Let \(X_{1}, \ldots, X_{n}\) be exchangeable so that the \(X_{i}\) are conditionally independent given a parameter \(\theta\). For each of the distributions
\(X_{i} \, | \, \theta \sim Bern(\theta)\).
Notice that we can write \[\begin{eqnarray*} f(x_{i} \, | \, \theta) & = & \theta^{x_{i}}(1-\theta)^{1-x_{i}} \\ & = & \exp \left\{\left( \log \frac{\theta}{1-\theta}\right) x_{i} + \log (1 - \theta)\right\} \end{eqnarray*}\] so that \(f(x_{i} \, | \, \theta)\) belongs to the \(1\)-parameter exponential family with \(\phi_{1}(\theta) = \log \frac{\theta}{1-\theta}\), \(u_{1}(x_{i}) = x_{i}\), \(g(\theta) = \log (1 - \theta)\) and \(h(x_{i}) = 0\). Notice that, from Proposition 1 (see Lecture 11), \(t_{n} = [n, \sum_{i=1}^{n} X_{i}]\) is a sufficient statistic.
The likelihood, without expressing in the explicit exponential family form, is \[\begin{eqnarray*} f(x \, | \, \theta) & = & \theta^{n\bar{x}}(1 - \theta)^{n - n\bar{x}} \end{eqnarray*}\] which, viewing as a function of \(\theta\), we immediately recognise as a Beta kernel (in particular, a \(Beta(n\bar{x}+1, n - n\bar{x}+1)\)).

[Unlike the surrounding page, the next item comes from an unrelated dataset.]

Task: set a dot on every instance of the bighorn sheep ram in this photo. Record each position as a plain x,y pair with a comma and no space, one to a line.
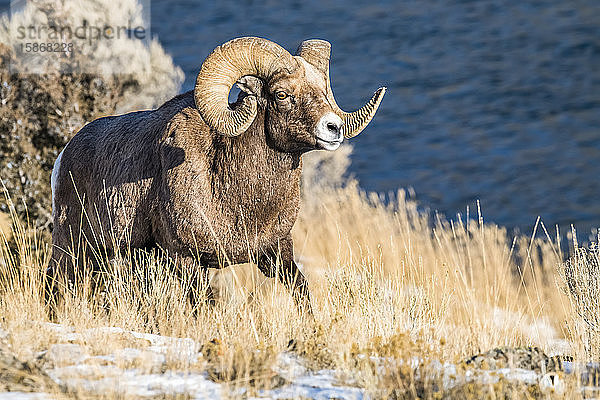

Taking \(\theta \sim Beta(\alpha,
\beta)\) we have that
\[\begin{eqnarray*}
f(\theta \, | \, x) & \propto & \theta^{n\bar{x}}(1 - \theta)^{n
- n\bar{x}} \times \theta^{\alpha - 1}(1 - \theta)^{\beta - 1} \\
& = & \theta^{\alpha + n\bar{x} - 1}(1-\theta)^{\beta + n -
n\bar{x} - 1}
\end{eqnarray*}\] so that \(\theta \, |
\, x \sim Beta(\alpha + n\bar{x}, \beta + n - n\bar{x})\). Thus,
the prior and the posterior are in the same family giving conjugacy.
Deriving the results directly from exponential family representation
Expressed in the 1-parameter exponential family form the likelihood is \[\begin{eqnarray*} f(x \, | \, \theta) & = & \exp \left\{\left( \log \frac{\theta}{1-\theta}\right) \sum_{i=1}^{n} x_{i} + n\log (1 - \theta)\right\} \end{eqnarray*}\] from which we immediately observe the sufficient statistic \(t_{n} = [n, \sum_{i=1}^{n} x_{i}]\). Viewing \(f(x \, | \, \theta)\) as a function of \(\theta\) the natural conjugate prior is a member of the \(2\)-parameter exponential family of the form \[\begin{eqnarray*} f(\theta) & = & \exp \left\{a\left( \log \frac{\theta}{1-\theta}\right) + d\log (1 - \theta) + c(a, d)\right\} \end{eqnarray*}\] where \(c(a, d)\) is the normalising constant. Hence, \[\begin{eqnarray*} f(\theta) & \propto & \exp \left\{a\left( \log \frac{\theta}{1-\theta}\right) + d\log (1 - \theta) \right\} \nonumber \\ & = & \theta^{a}(1-\theta)^{d-a} \label{eq1a3} \end{eqnarray*}\] which we recognise as a kernel of a Beta distribution. The convention is to label the hyperparameters as \(\alpha\) and \(\beta\) so that we put \(\alpha = \alpha(a, d) = a + 1\) and \(\beta = \beta(a, d) = d - a +1\) (equivalently, \(a = a(\alpha, \beta) = \alpha - 1\), \(d = d(\alpha, \beta) = \beta + \alpha -2\)). The conjugate prior distribution is \(\theta \sim Beta(\alpha, \beta)\).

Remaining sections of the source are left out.